An individual’s rights
Equally, the court’s approach to protecting the rights of individuals is disturbing as seen in the case of the former Union Minister P. Chidambaram. On August 14, 2017, the Supreme Court entertained an SLP filed by the Central Bureau of Investigation (CBI) on the same day, included in the supplementary list as the last item before the Court of the CJI. The order of the Madras High Court appealed against was stayed. On February 22, 2018, the Supreme Court entertained the CBI’s interlocutory application on being mentioned and listed it for the next day. In both these cases, the respondent was Karti P. Chidambaram. Contrary to these actions, on August 21, 2019, it shied away from entertaining a petition by Mr. P. Chidambaram on super technical grounds. On August 16, a court bench entertained a petition filed by the Serious Fraud Investigation Office, on the same date and stayed the order of the Madras High Court. The reluctance to even list the matter on the same day is disappointing.

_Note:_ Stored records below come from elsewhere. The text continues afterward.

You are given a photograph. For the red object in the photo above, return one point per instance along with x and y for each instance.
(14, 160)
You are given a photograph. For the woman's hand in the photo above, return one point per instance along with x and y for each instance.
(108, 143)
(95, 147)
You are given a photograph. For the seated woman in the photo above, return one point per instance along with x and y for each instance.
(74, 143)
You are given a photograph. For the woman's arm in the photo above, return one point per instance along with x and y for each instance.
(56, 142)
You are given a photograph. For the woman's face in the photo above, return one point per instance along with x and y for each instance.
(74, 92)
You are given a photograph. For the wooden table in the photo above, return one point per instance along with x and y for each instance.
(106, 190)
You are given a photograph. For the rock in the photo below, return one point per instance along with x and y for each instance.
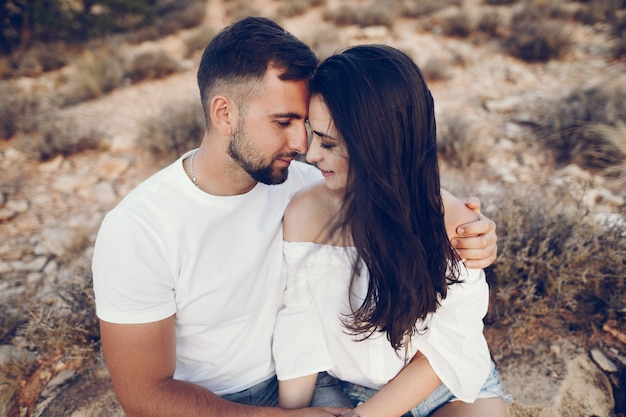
(110, 168)
(33, 265)
(544, 384)
(87, 393)
(603, 362)
(67, 183)
(61, 240)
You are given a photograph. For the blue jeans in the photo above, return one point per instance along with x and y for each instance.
(336, 393)
(264, 393)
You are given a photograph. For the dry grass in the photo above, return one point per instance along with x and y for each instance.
(458, 24)
(60, 332)
(588, 128)
(556, 257)
(177, 129)
(291, 8)
(535, 36)
(374, 13)
(416, 9)
(57, 134)
(456, 142)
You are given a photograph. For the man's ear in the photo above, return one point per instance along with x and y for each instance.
(223, 113)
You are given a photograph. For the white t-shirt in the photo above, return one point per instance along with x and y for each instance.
(309, 336)
(215, 262)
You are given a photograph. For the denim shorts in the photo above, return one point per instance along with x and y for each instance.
(328, 392)
(264, 393)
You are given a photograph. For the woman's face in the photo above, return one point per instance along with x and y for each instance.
(326, 149)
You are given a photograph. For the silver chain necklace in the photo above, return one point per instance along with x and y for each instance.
(193, 174)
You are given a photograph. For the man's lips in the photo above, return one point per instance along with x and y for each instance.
(286, 160)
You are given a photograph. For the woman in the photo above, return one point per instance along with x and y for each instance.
(375, 293)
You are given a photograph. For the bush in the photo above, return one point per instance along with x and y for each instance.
(296, 7)
(415, 9)
(151, 65)
(458, 24)
(588, 128)
(24, 22)
(555, 257)
(95, 75)
(372, 14)
(177, 129)
(537, 41)
(58, 135)
(457, 143)
(489, 23)
(198, 40)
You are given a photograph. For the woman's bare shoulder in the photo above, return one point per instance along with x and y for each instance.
(456, 213)
(307, 214)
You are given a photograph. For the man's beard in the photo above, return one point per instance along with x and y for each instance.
(250, 159)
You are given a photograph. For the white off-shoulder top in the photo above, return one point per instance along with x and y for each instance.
(309, 336)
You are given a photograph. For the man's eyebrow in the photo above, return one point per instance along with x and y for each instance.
(289, 115)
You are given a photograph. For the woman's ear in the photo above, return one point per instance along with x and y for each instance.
(223, 113)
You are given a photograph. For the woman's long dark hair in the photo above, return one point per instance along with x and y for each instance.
(384, 113)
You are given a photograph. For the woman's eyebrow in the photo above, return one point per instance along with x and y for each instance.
(323, 135)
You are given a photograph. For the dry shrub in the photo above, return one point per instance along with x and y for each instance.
(22, 111)
(588, 127)
(185, 15)
(198, 39)
(238, 9)
(415, 9)
(60, 332)
(324, 41)
(499, 2)
(40, 58)
(151, 65)
(95, 74)
(555, 257)
(458, 24)
(291, 8)
(57, 134)
(177, 129)
(489, 23)
(534, 37)
(458, 142)
(10, 94)
(374, 13)
(591, 12)
(436, 69)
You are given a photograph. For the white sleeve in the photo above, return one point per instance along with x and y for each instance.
(299, 345)
(132, 280)
(454, 343)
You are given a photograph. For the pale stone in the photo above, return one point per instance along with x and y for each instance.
(104, 193)
(603, 362)
(110, 168)
(66, 183)
(34, 265)
(52, 165)
(59, 241)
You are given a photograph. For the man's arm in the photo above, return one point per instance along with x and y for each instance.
(141, 359)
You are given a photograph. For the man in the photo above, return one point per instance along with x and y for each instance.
(187, 268)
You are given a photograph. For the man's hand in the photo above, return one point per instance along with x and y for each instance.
(477, 243)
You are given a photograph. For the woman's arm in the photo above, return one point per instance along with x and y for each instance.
(407, 389)
(471, 233)
(297, 392)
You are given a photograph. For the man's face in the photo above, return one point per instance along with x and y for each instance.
(271, 131)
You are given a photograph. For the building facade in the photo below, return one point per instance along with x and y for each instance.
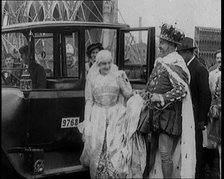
(208, 41)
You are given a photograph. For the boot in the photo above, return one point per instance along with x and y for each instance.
(167, 169)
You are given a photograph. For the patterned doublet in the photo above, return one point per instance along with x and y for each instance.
(161, 82)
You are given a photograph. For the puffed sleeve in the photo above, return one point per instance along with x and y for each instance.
(124, 84)
(176, 93)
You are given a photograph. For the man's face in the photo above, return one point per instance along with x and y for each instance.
(94, 53)
(186, 54)
(163, 47)
(25, 58)
(218, 58)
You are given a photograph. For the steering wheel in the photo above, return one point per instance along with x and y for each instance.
(9, 78)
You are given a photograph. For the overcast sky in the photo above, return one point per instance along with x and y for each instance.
(186, 13)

It is not suggested for a moment that Mr. Chidambaram should not face the inquiry. But in a case where the retiring Judge of the High Court delivers the judgment after several months and in the afternoon (3 p.m.), virtually making it impossible for the petitioner to get relief from Supreme Court and which simultaneously fails to extend the interim protection which was operating for this period, is a case where the top court should have intervened. In its actions, the top court that made the right to anticipatory bail sacrosanct ( Gurbaksh Singh Sibbia Etc vs State Of Punjab , 1980) has now made it infructuous. Does the judiciary have to be reminded of the fundamental principle, actus curiae neminem gravabit (no person should be prejudiced by an act of Court)?
The judiciary needs to dispel the perception that it is no longer the pillar created to protect constitutional and legal rights. In any failure, its stature and status as the “bulwark of the rule of law and the democracy” will be compromised.